Optimality of Operator-Like Wavelets for Representing Sparse AR(1) Processes

The discrete cosine transform (DCT) is known to be asymptotically equivalent to the Karhunen-Loève transform (KLT) of Gaussian first-order auto-regressive (AR(1)) processes. Since being uncorrelated under the Gaussian hypothesis is synonymous with independence, it also yields an independent-component analysis (ICA) of such signals. In this paper, we present a constructive non-Gaussian generalization of this result: the characterization of the optimal orthogonal transform (ICA) for the family of symmetric-stable AR(1) processes.

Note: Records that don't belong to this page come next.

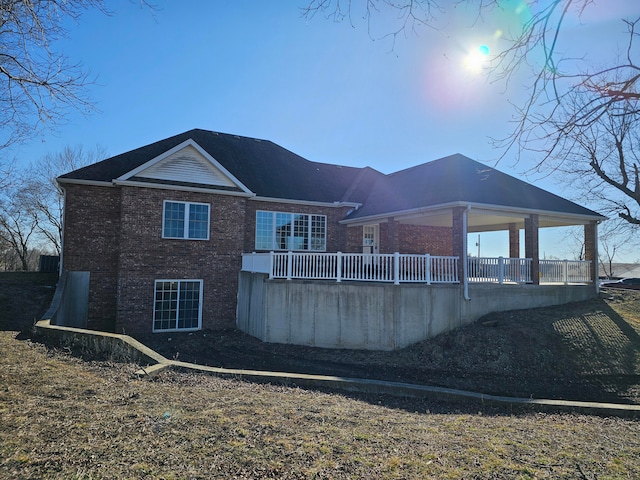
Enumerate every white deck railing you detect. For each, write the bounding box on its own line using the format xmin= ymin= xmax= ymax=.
xmin=467 ymin=257 xmax=531 ymax=283
xmin=540 ymin=260 xmax=593 ymax=284
xmin=242 ymin=252 xmax=592 ymax=285
xmin=242 ymin=252 xmax=458 ymax=284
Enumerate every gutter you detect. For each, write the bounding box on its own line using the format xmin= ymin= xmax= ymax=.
xmin=462 ymin=205 xmax=471 ymax=301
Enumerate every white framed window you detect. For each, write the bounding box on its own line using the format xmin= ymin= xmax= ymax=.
xmin=162 ymin=200 xmax=209 ymax=240
xmin=256 ymin=210 xmax=327 ymax=252
xmin=153 ymin=280 xmax=203 ymax=332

The degree of sparsity of these processes is controlled by the stability parameter 0 <; α ≤ 2 with the only non-sparse member of the family being the classical Gaussian AR(1) process with α = 2. Specifically, we prove that, for α <; 2, a fixed family of operator-like wavelet bases systematically outperforms the DCT in terms of compression and denoising ability. The effect is quantified with the help of two performance criteria (one based on the Kullback-Leibler divergence, and the other on Stein´s formula for the minimum estimation error) that can also be viewed as statistical measures of independence. Finally, we observe that, for the sparser kind of processes with 0 <; α ≤ 1, the operator-like wavelet basis, as dictated by linear system theory, is undistinguishable from the ICA solution obtained through numerical optimization. Our framework offers a unified view that encompasses sinusoidal transforms such as the DCT and a family of orthogonal Haar-like wavelets that is linked analytically to the underlying signal model.